Vista Price Slashed

Dennis Faas's picture

Microsoft has announced surprise price cuts to its Windows Vista operating system, in some cases slashing the cost almost by half. In the United States, the price will drop from $399 to $319 for the hi-spec Ultimate edition. The standard Home edition price is falling from $259 to $219. The price cuts vary in other countries, and the new prices will take effect once Service Pack 1, the first major update to Vista, is released.

For emerging markets such as Russia and India, Microsoft is dropping its upgrade option, by which existing Windows users can get Vista for a reduced price.
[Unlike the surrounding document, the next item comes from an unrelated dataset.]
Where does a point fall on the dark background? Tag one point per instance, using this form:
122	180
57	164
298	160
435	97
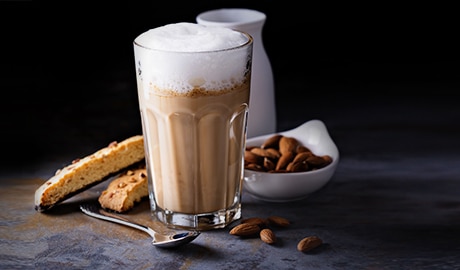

They've found few customers already had Windows -- or at least, few had legal copies. Instead, they'll now offer the Home edition outright for the upgrade price.

The price drops follow sluggish sales, with only 10% of PCs currently running Vista. Though 100 million copies of Vista have been sold, that's still considered a disappointment, and Microsoft is now going to continue selling Windows XP until June.

It's possible the price cut is related to news that the total amount spent on software in America dropped by 30% in January, though Microsoft says that's likely due to stores discounting for post-Christmas clearance sales. (Source:

Analysts say the big problem with Microsoft's tactics is that many users are happy with Windows XP, and price cuts won't tempt them to switch to Vista until they see it as absolutely necessary. That might not happen until new software is exclusively compatible with Vista.

The announcement only covers standalone boxed versions of Vista rather than copies which come pre-installed on computers (and make up around 80% of Vista revenue). Microsoft is keeping quiet about whether they'll cut the fee it charges computer manufacturers to include Vista. (Source:

In theory, the price drops should pay off for Microsoft; in trials they found it boosted sales enough to increase overall revenue. However, a mediocre reception among those who've used Vista means it could take more than lower prices to tempt many users to make the switch.